Relaxed Variant: Incorporates a mild deviation term allowing slight flexibility beyond the convex hull, balancing modeling adaptability and stability benefits.
Figure 2: Performance comparison across dictionary learning methods, highlighting SAEs' superior trade-offs between sparsity and reconstruction fidelity.

Experimental Validation

Stability and Reconstruction Trade-offs

Extensive experimentation demonstrates the stability-reconstruction trade-off achieved by Archetypal SAEs compared to conventional SAE methods. By implementing dictionary learning techniques across a variety of vision models, the authors establish Archetypal SAEs offering better stability without compromising reconstruction fidelity. The newly introduced stability metric leverages optimal average cosine similarity between dictionaries across multiple training runs, a vital aspect highlighted by empirical findings.

Figure 3: Stability-reconstruction tradeoff showcasing archetypal dictionaries reducing instability.

Impact of Relaxation Parameter

The work explores the impact of relaxation parameter adjustments, which allows exploration beyond the convex hull of data. This mechanism maintains a balance between standard SAE methods and the stringent constraints of archetypal analysis, proving effective in achieving comparable reconstruction performance alongside enhanced stability.

Figure 4: Impact of relaxation parameter on the performance of Archetypal SAE methods.

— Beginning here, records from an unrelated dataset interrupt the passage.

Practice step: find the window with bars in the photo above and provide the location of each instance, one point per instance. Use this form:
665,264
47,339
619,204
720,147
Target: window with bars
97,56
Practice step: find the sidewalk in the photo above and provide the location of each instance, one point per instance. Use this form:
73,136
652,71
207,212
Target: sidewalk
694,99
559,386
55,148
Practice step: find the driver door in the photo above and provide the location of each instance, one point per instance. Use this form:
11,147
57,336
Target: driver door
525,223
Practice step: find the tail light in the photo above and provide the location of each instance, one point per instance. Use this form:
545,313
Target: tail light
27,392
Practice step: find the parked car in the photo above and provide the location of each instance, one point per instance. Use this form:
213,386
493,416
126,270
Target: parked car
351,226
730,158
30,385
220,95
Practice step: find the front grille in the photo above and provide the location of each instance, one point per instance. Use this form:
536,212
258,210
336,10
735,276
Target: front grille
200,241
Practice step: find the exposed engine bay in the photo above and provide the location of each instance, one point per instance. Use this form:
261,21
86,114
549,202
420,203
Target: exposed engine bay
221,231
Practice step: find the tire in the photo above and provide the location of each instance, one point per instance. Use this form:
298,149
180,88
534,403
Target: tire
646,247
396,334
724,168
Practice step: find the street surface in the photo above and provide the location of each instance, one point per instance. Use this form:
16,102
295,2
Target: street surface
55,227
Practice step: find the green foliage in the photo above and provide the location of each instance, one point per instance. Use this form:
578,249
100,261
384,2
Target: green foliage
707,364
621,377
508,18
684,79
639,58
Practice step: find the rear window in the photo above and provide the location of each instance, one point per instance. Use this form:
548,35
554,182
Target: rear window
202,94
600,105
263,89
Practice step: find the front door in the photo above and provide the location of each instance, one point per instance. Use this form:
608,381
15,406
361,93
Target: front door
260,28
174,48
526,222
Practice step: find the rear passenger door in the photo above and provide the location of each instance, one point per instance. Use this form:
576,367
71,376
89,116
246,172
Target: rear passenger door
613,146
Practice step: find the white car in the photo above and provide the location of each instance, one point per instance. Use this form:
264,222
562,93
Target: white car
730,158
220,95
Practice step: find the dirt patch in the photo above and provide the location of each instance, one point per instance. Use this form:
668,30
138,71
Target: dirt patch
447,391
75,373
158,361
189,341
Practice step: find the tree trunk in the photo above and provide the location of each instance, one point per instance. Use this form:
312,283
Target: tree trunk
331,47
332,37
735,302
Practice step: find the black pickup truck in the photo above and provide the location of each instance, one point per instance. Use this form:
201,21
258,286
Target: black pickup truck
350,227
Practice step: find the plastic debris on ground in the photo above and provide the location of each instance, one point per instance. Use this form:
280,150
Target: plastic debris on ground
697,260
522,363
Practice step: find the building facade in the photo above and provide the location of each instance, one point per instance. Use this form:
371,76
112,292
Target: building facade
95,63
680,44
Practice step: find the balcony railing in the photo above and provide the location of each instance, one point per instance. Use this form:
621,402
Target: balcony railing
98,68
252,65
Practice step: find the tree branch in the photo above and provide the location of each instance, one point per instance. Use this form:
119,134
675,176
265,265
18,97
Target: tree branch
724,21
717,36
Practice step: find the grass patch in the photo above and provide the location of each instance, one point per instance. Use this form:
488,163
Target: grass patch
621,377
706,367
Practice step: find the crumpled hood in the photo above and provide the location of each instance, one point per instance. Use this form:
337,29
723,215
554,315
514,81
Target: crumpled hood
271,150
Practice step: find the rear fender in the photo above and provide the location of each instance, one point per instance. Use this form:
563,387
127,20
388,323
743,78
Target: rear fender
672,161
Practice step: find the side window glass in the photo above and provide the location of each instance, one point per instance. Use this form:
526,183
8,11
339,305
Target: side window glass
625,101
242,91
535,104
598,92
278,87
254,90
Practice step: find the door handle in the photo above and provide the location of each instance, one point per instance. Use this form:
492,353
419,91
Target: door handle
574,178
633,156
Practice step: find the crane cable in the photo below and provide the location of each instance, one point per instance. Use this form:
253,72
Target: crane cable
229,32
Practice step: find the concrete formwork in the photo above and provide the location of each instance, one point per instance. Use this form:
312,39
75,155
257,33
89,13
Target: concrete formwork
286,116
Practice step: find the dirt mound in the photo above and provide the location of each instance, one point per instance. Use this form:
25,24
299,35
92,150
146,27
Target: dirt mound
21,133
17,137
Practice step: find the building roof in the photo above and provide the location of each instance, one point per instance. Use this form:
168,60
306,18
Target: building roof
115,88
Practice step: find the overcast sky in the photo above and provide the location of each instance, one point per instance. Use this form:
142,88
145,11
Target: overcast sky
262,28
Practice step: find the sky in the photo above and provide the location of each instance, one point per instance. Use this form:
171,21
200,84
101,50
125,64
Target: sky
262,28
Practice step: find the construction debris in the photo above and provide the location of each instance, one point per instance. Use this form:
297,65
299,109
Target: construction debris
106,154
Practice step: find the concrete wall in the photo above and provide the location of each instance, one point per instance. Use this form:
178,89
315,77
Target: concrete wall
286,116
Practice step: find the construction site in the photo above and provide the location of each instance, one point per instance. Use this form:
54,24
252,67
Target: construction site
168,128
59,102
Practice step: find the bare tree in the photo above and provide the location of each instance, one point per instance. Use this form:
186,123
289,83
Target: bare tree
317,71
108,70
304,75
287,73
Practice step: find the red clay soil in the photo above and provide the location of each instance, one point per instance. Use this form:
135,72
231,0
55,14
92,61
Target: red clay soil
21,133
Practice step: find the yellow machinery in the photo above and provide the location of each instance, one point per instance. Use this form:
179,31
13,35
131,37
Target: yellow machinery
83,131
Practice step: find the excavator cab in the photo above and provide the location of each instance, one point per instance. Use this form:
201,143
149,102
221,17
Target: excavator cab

Implications and Future Work

The introduction of Archetypal SAEs posits significant implications for explainability in large vision models by enhancing stability and interpretability of learned representations. This approach paves the way for extending its application beyond vision, including LLMs and structured data domains. The balance between reconstruction fidelity and stability holds the potential for developing more reliable interpretability protocols, crucial for real-world applications requiring transparency, accountability, and ethical compliance.

Conclusion

In summary, the authors have presented an innovative solution to the instability problem in SAEs, leveraging archetypal anchoring to enhance dictionary learning stability. Experimental results cement the approach's validity, demonstrating marked improvements in structured concept extraction and interpretability. This work contributes meaningfully to the interpretability community, offering a robust method that addresses foundational reliability concerns in dictionary learning for AI models.